ATA/1418/2019 du 24.09.2019 ( PRISON ) , REJETE

En fait
En droit
RÉPUBLIQUE ET CANTON DE GENÈVE

 

POUVOIR JUDICIAIRE

A/1452/2019-PRISON ATA/1418/2019

COUR DE JUSTICE

Chambre administrative

Arrêt du 24 septembre 2019

1ère section

 

dans la cause

 

Monsieur A______

contre

ÉTABLISSEMENT FERMÉ LA BRENAZ

 



EN FAIT

1) Monsieur A______ a été condamné, dans le canton de Vaud, à une peine privative de liberté de quatre ans par jugement du 23 août 2017.

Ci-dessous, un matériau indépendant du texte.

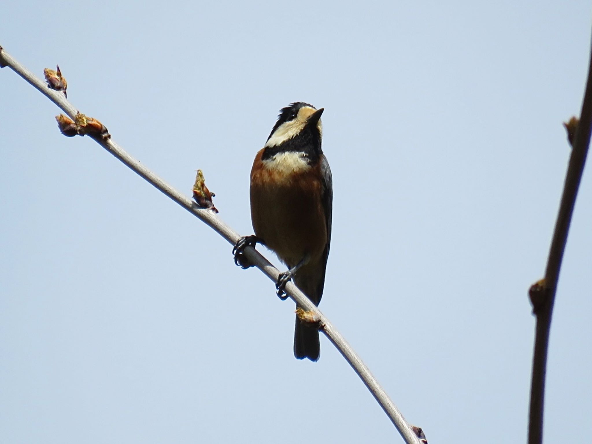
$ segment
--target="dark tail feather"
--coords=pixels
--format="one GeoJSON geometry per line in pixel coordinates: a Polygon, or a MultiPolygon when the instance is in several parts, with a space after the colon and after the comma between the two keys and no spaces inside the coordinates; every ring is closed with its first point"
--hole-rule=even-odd
{"type": "MultiPolygon", "coordinates": [[[[294,278],[294,284],[314,305],[318,305],[323,295],[324,278],[324,264],[311,263],[298,271],[294,278]]],[[[294,332],[294,356],[298,359],[308,358],[315,361],[318,360],[320,355],[318,330],[316,327],[309,327],[301,322],[297,316],[294,332]]]]}
{"type": "Polygon", "coordinates": [[[318,361],[320,355],[318,330],[302,323],[297,316],[294,332],[294,356],[298,359],[308,358],[314,361],[318,361]]]}

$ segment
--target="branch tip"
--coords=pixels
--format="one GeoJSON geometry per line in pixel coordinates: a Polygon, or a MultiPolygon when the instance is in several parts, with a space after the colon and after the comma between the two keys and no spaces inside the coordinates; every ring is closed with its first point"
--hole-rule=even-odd
{"type": "Polygon", "coordinates": [[[417,426],[411,426],[411,428],[413,429],[413,433],[417,435],[417,437],[419,438],[419,442],[422,444],[427,444],[427,440],[426,439],[426,434],[423,433],[423,429],[420,427],[417,427],[417,426]]]}

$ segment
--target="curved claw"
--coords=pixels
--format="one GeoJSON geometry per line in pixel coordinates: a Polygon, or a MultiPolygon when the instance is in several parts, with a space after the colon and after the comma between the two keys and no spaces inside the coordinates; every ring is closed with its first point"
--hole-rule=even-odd
{"type": "Polygon", "coordinates": [[[243,269],[253,266],[253,264],[244,256],[244,249],[249,246],[255,248],[257,243],[260,242],[260,239],[255,234],[244,236],[239,239],[234,244],[234,247],[232,249],[232,254],[234,256],[234,263],[243,269]]]}
{"type": "Polygon", "coordinates": [[[278,297],[282,301],[285,301],[288,298],[288,295],[284,294],[284,290],[286,284],[292,280],[294,274],[290,270],[280,273],[278,276],[278,281],[275,283],[275,288],[278,290],[278,297]]]}

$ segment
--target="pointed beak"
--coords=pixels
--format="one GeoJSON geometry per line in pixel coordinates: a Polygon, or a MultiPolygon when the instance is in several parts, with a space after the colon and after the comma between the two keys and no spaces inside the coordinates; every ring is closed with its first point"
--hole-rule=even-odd
{"type": "Polygon", "coordinates": [[[308,117],[308,121],[307,122],[307,126],[316,125],[318,123],[318,121],[321,120],[321,115],[324,110],[325,108],[321,108],[320,110],[317,110],[317,111],[311,114],[308,117]]]}

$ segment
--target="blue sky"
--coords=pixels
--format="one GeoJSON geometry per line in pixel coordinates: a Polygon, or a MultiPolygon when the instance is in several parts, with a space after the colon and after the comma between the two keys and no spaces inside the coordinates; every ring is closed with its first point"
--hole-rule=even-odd
{"type": "MultiPolygon", "coordinates": [[[[579,112],[591,6],[561,2],[11,2],[0,45],[251,234],[278,110],[324,107],[320,308],[430,442],[524,442],[534,318],[579,112]]],[[[0,441],[393,442],[326,338],[231,247],[0,70],[0,441]]],[[[560,278],[545,440],[592,435],[592,178],[560,278]],[[570,432],[571,433],[571,432],[570,432]]],[[[272,253],[264,254],[279,265],[272,253]]]]}

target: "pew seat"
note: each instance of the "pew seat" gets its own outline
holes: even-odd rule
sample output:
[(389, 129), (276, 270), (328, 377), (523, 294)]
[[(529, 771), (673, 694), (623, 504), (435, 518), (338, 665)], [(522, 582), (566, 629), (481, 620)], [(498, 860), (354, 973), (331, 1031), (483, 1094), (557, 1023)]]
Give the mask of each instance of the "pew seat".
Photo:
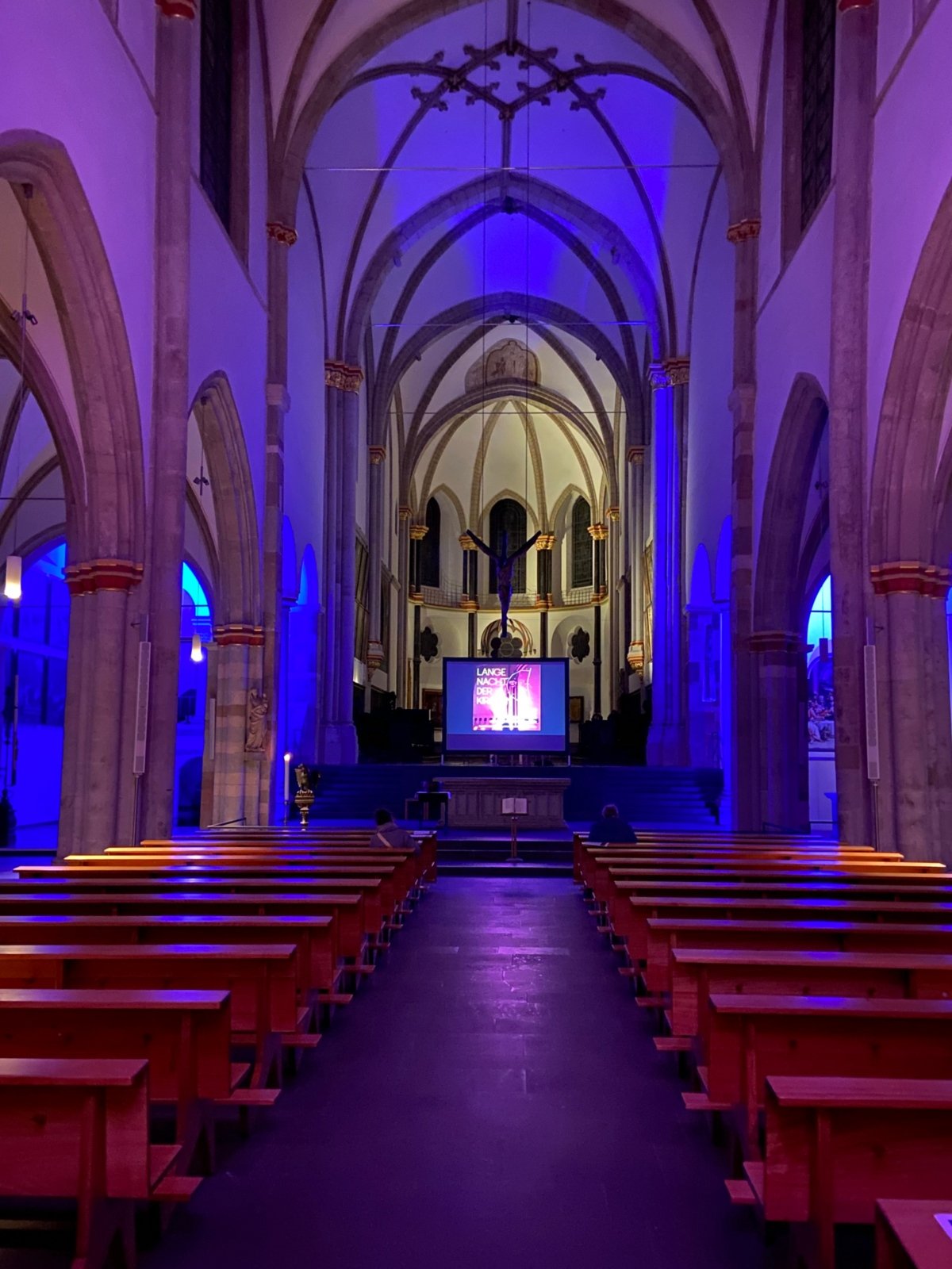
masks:
[(149, 1140), (149, 1063), (0, 1058), (0, 1192), (76, 1203), (72, 1269), (135, 1265), (136, 1202), (184, 1202), (178, 1146)]
[(952, 1269), (952, 1198), (881, 1198), (876, 1269)]

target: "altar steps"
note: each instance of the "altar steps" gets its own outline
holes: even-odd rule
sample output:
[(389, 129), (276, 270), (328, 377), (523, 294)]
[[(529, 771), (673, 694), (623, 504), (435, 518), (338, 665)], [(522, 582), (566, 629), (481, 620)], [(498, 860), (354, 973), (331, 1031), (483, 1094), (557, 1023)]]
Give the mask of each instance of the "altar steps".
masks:
[(721, 772), (706, 768), (651, 766), (489, 766), (374, 763), (324, 766), (312, 817), (320, 820), (369, 819), (378, 806), (399, 819), (407, 798), (429, 779), (448, 775), (519, 775), (527, 780), (557, 775), (571, 780), (565, 793), (565, 817), (590, 824), (605, 802), (636, 827), (716, 827), (715, 810), (721, 792)]

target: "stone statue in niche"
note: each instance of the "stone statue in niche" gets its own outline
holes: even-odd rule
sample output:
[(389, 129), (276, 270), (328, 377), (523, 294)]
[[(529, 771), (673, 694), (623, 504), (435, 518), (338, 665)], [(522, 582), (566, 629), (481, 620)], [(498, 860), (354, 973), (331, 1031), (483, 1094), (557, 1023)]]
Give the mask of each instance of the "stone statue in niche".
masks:
[(519, 379), (523, 383), (539, 382), (538, 358), (518, 339), (501, 339), (466, 372), (466, 391), (475, 392), (485, 383), (500, 379)]
[(261, 754), (268, 742), (268, 697), (255, 688), (248, 693), (245, 753)]

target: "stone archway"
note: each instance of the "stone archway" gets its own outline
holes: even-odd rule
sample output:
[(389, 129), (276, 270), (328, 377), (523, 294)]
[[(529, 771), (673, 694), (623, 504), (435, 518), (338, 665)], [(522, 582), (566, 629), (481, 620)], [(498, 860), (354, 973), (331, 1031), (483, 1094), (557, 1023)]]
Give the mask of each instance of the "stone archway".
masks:
[(952, 860), (952, 733), (942, 600), (949, 463), (952, 185), (923, 245), (890, 360), (873, 454), (869, 561), (877, 627), (880, 840)]
[(755, 746), (760, 816), (787, 830), (810, 827), (806, 666), (802, 648), (803, 530), (826, 397), (811, 374), (797, 374), (770, 459), (757, 553), (754, 628), (760, 742)]
[[(245, 437), (227, 377), (208, 376), (192, 406), (211, 477), (217, 530), (218, 590), (208, 699), (215, 758), (206, 755), (206, 822), (268, 820), (268, 755), (245, 751), (249, 692), (263, 689), (261, 555), (258, 509)], [(277, 742), (278, 703), (270, 702), (269, 745)], [(204, 788), (204, 784), (208, 788)]]
[[(145, 555), (138, 398), (116, 283), (66, 148), (39, 132), (0, 133), (0, 179), (20, 194), (32, 187), (30, 228), (76, 398), (79, 443), (53, 396), (46, 401), (65, 478), (81, 506), (67, 513), (67, 575), (72, 594), (81, 598), (70, 622), (60, 845), (74, 849), (81, 841), (99, 849), (133, 832), (138, 634), (131, 593)], [(121, 779), (122, 772), (128, 778)]]

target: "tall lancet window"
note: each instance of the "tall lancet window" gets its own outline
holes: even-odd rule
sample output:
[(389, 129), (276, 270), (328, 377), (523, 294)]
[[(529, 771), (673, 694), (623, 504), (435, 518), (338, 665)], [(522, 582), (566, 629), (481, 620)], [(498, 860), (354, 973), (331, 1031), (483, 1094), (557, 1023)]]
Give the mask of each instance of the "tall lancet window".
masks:
[(202, 0), (202, 188), (222, 225), (231, 225), (231, 129), (235, 36), (231, 0)]
[(800, 226), (806, 228), (833, 173), (833, 81), (836, 0), (802, 0), (803, 99), (800, 142)]
[(584, 497), (575, 499), (572, 508), (572, 586), (592, 585), (592, 537), (589, 536), (592, 524), (592, 508)]
[(439, 503), (426, 504), (426, 537), (420, 543), (420, 585), (439, 590)]
[(248, 256), (248, 0), (202, 0), (199, 160), (202, 189)]
[[(505, 547), (513, 552), (520, 547), (527, 538), (526, 533), (526, 508), (520, 506), (512, 497), (500, 499), (489, 513), (489, 544), (499, 555), (503, 549), (503, 534), (505, 534)], [(496, 566), (489, 562), (489, 589), (490, 594), (498, 591)], [(513, 594), (526, 594), (526, 556), (519, 556), (513, 567)]]

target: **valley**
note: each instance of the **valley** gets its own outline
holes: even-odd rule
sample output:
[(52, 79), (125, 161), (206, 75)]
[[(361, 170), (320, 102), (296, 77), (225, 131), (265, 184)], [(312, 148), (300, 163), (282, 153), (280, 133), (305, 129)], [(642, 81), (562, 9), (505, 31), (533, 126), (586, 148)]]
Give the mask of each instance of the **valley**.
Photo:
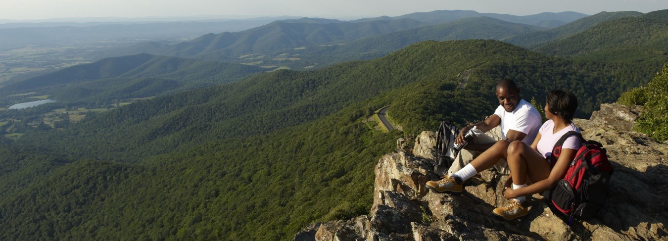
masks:
[[(290, 240), (367, 214), (397, 139), (484, 118), (498, 79), (538, 103), (569, 89), (576, 117), (647, 85), (668, 62), (667, 11), (303, 18), (8, 47), (0, 239)], [(375, 126), (381, 108), (397, 130)]]

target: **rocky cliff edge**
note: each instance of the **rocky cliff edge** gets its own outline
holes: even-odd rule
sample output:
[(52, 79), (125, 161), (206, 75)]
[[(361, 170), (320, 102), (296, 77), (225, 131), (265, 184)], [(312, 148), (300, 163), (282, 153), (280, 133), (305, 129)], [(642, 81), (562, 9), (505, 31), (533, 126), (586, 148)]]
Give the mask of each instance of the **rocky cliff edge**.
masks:
[(432, 172), (436, 136), (424, 132), (412, 150), (399, 139), (397, 150), (378, 161), (369, 216), (315, 223), (295, 240), (668, 240), (668, 144), (632, 130), (639, 112), (603, 104), (590, 119), (574, 120), (584, 138), (604, 145), (615, 168), (610, 198), (586, 222), (568, 226), (538, 194), (527, 216), (494, 216), (492, 209), (506, 202), (500, 190), (508, 176), (491, 170), (466, 181), (461, 194), (430, 192), (425, 183), (438, 179)]

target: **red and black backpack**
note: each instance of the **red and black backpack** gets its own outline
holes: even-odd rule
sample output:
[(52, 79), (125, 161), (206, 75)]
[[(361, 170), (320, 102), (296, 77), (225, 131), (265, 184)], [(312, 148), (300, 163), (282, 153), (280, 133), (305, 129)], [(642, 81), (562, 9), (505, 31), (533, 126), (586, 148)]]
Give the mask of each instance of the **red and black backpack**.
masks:
[(580, 138), (582, 146), (570, 162), (566, 176), (548, 197), (550, 204), (570, 216), (569, 225), (573, 218), (584, 220), (599, 212), (610, 193), (610, 176), (613, 174), (613, 166), (603, 145), (585, 140), (582, 134), (572, 131), (556, 142), (552, 148), (551, 163), (558, 159), (564, 142), (570, 136)]

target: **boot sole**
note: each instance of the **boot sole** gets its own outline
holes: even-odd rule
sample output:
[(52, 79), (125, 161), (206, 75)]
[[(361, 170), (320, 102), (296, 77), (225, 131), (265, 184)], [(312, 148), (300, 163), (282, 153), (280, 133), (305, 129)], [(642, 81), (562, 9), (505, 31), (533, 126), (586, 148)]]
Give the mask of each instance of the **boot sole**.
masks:
[(429, 190), (430, 190), (432, 191), (434, 191), (435, 192), (440, 193), (440, 194), (443, 194), (443, 193), (446, 193), (446, 192), (456, 192), (456, 193), (460, 193), (460, 192), (462, 192), (461, 190), (460, 190), (460, 191), (456, 191), (456, 190), (444, 190), (443, 192), (441, 192), (441, 191), (439, 191), (439, 190), (436, 190), (436, 188), (432, 187), (432, 186), (429, 186), (429, 185), (425, 185), (425, 186), (426, 186), (427, 188), (429, 188)]
[(517, 219), (517, 218), (522, 218), (522, 217), (524, 217), (524, 216), (526, 216), (526, 215), (528, 214), (524, 214), (524, 215), (518, 216), (516, 216), (516, 217), (514, 217), (514, 218), (506, 218), (506, 217), (503, 216), (502, 215), (500, 215), (500, 214), (497, 214), (496, 212), (492, 212), (492, 213), (494, 214), (494, 215), (496, 215), (497, 217), (505, 219), (506, 220), (508, 220), (508, 221), (512, 220), (514, 220), (514, 219)]

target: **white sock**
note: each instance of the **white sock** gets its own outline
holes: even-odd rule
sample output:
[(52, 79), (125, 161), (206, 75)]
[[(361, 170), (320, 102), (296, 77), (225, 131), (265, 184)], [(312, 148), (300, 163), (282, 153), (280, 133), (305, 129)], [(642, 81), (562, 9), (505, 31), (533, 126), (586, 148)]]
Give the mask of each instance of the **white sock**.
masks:
[[(515, 184), (512, 184), (512, 190), (516, 190), (516, 189), (520, 188), (524, 188), (524, 187), (526, 187), (526, 184), (522, 184), (522, 185), (515, 185)], [(522, 196), (521, 197), (516, 197), (516, 198), (515, 198), (514, 199), (515, 200), (515, 202), (524, 202), (524, 201), (526, 200), (526, 197)]]
[(462, 181), (466, 181), (469, 178), (472, 178), (474, 176), (476, 176), (477, 174), (478, 171), (476, 170), (476, 168), (474, 168), (470, 164), (466, 164), (464, 168), (457, 171), (457, 172), (455, 172), (454, 174), (452, 174), (452, 176), (458, 177), (461, 179)]

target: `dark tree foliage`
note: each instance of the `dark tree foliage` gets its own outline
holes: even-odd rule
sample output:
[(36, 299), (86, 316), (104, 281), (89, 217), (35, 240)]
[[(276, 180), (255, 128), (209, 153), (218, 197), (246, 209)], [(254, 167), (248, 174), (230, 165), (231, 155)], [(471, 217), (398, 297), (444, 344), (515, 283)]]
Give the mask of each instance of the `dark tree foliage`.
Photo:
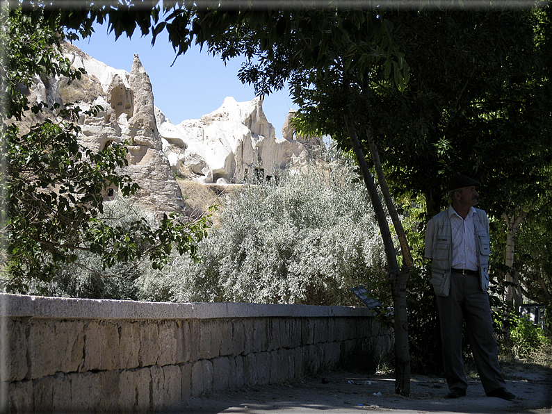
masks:
[[(76, 121), (95, 115), (99, 107), (83, 113), (69, 103), (29, 101), (35, 76), (74, 79), (83, 71), (72, 68), (59, 51), (63, 31), (58, 21), (47, 24), (40, 9), (33, 10), (32, 17), (19, 8), (3, 12), (0, 42), (7, 59), (1, 67), (6, 93), (1, 108), (0, 241), (6, 265), (0, 285), (8, 292), (24, 292), (30, 279), (49, 280), (64, 263), (86, 267), (75, 262), (79, 250), (100, 255), (104, 271), (126, 263), (120, 276), (143, 258), (161, 267), (173, 248), (199, 260), (196, 245), (206, 235), (205, 217), (188, 222), (165, 217), (156, 229), (144, 219), (124, 228), (100, 220), (108, 185), (116, 185), (122, 196), (139, 189), (120, 173), (127, 165), (127, 149), (114, 144), (96, 153), (79, 144)], [(38, 122), (20, 129), (17, 122), (33, 115)]]

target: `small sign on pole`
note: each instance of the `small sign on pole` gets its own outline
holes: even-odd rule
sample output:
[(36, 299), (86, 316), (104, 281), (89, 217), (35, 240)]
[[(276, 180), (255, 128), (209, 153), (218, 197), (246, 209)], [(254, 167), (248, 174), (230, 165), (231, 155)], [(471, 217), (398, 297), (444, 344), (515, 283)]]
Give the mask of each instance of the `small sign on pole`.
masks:
[(351, 291), (356, 295), (358, 298), (362, 301), (362, 303), (371, 310), (374, 310), (377, 308), (381, 307), (382, 304), (377, 299), (371, 296), (370, 291), (367, 290), (362, 285), (357, 286), (356, 288), (351, 288)]

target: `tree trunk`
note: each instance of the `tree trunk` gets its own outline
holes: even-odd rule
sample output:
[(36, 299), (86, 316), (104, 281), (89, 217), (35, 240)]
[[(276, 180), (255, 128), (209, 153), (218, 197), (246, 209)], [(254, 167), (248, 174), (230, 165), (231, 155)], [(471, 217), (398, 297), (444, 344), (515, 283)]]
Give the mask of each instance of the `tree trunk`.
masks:
[[(346, 113), (344, 115), (344, 120), (347, 126), (349, 138), (351, 140), (352, 149), (357, 158), (357, 162), (359, 164), (362, 174), (364, 184), (366, 186), (371, 200), (372, 201), (376, 220), (382, 233), (382, 238), (383, 238), (385, 256), (389, 266), (389, 277), (391, 284), (394, 308), (393, 316), (395, 320), (395, 352), (396, 358), (395, 364), (395, 392), (400, 395), (408, 397), (410, 394), (410, 354), (408, 347), (406, 283), (408, 281), (410, 267), (407, 265), (403, 265), (403, 271), (399, 272), (395, 247), (387, 224), (387, 216), (383, 209), (380, 195), (378, 194), (378, 190), (375, 187), (373, 177), (370, 172), (370, 169), (364, 158), (364, 154), (358, 139), (357, 131), (351, 125), (349, 117)], [(372, 144), (373, 144), (374, 147), (377, 149), (375, 144), (373, 143), (371, 144), (371, 148)], [(377, 151), (375, 154), (373, 154), (372, 155), (373, 157), (375, 156), (379, 161), (379, 156), (378, 156)], [(381, 168), (381, 165), (380, 165), (380, 168)], [(387, 189), (387, 193), (389, 194), (389, 190), (387, 188), (387, 184), (385, 184), (382, 171), (381, 174), (384, 188)], [(382, 188), (384, 188), (384, 185), (382, 185), (380, 181), (380, 185)], [(391, 201), (390, 196), (389, 201)], [(389, 210), (394, 212), (398, 220), (398, 217), (392, 202), (391, 202), (391, 208), (389, 208)], [(398, 221), (398, 224), (400, 229), (402, 229), (400, 221)], [(403, 235), (404, 236), (404, 231), (403, 232)], [(405, 238), (405, 241), (406, 239)], [(401, 245), (403, 243), (401, 243)], [(407, 243), (405, 247), (403, 248), (403, 256), (405, 251), (408, 252), (408, 256), (409, 256)], [(403, 262), (405, 263), (407, 263), (407, 260), (403, 260)], [(412, 264), (412, 259), (410, 259), (410, 264)]]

Alors qu'il exécutait cette sanction aux établissements de la Plaine de l'Orbe (ci-après : EPO), un incident l'a opposé à un codétenu, à qui l'intéressé avait donné un coup et au vu des menaces de représailles, le directeur des EPO a décidé de le transférer à l'établissement de La Brenaz (ci-après : La Brenaz) à Genève le 8 août 2018.

2) Le 8 mars 2019, un incident a opposé M. A______ à des gardiens, dans l'atelier de poterie.

Selon le rapport dressé par un agent de détention, lorsqu'il avait été demandé à M. A______ de trouver une idée de modelage, ce dernier s'était plaint de ne pas avoir de matières premières pour travailler, car il désirait recevoir de la nouvelle terre. Il avait refusé d'utiliser, comme les autres détenus, de la terre recyclée et avait dit au surveillant « bon je vais faire une peinture, mais ne me fais pas chier ».

Le surveillant a demandé de répéter la phrase et le détenu avait répondu « ne me parle pas et ne me fais pas chier ». Il était très tendu et énervé, avait pris un bol qu'il avait cassé et s'était assis sur son poste de travail. L'auteur du rapport avait alors indiqué au détenu qu'il allait être remonté dans sa cellule, et lui avait demandé de changer ses chaussures et de ranger sa place de travail, ce qu'il n'avait pas fait. Au vu de l'excitation de M. A______, le surveillant avait demandé du renfort. À l'arrivée de ses collègues, le détenu a à nouveau refusé d'enlever ses chaussures de sécurité, puis avait refusé d'obéir aux ordres du sous-chef qui était arrivé entre-temps. Celui-ci avait alors déclenché l'alarme et au moment où les surveillants s'étaient approchés du détenu, ce dernier s'était levé et s'était approché des gardiens, sans saisir d'objet. Il avait été alors maîtrisé par la contrainte et ramené en cellule. Un surveillant avait été blessé lors de cette altercation et avait dû être conduit à l'hôpital.

Une plainte pénale a été déposée par La Brenaz contre lui, la procédure pénale étant en cours à ce jour.

De plus, une sanction de dix jours de cellule forte, avec suppression de toutes les activités, sauf la promenade quotidienne d'une heure, lui a été notifiée. Il lui était reproché d'avoir exercé une violence physique ou verbale à l'égard du personnel, d'avoir adopté un comportement contraire au but de l'établissement et d'avoir troublé l'ordre et la tranquillité du bâtiment.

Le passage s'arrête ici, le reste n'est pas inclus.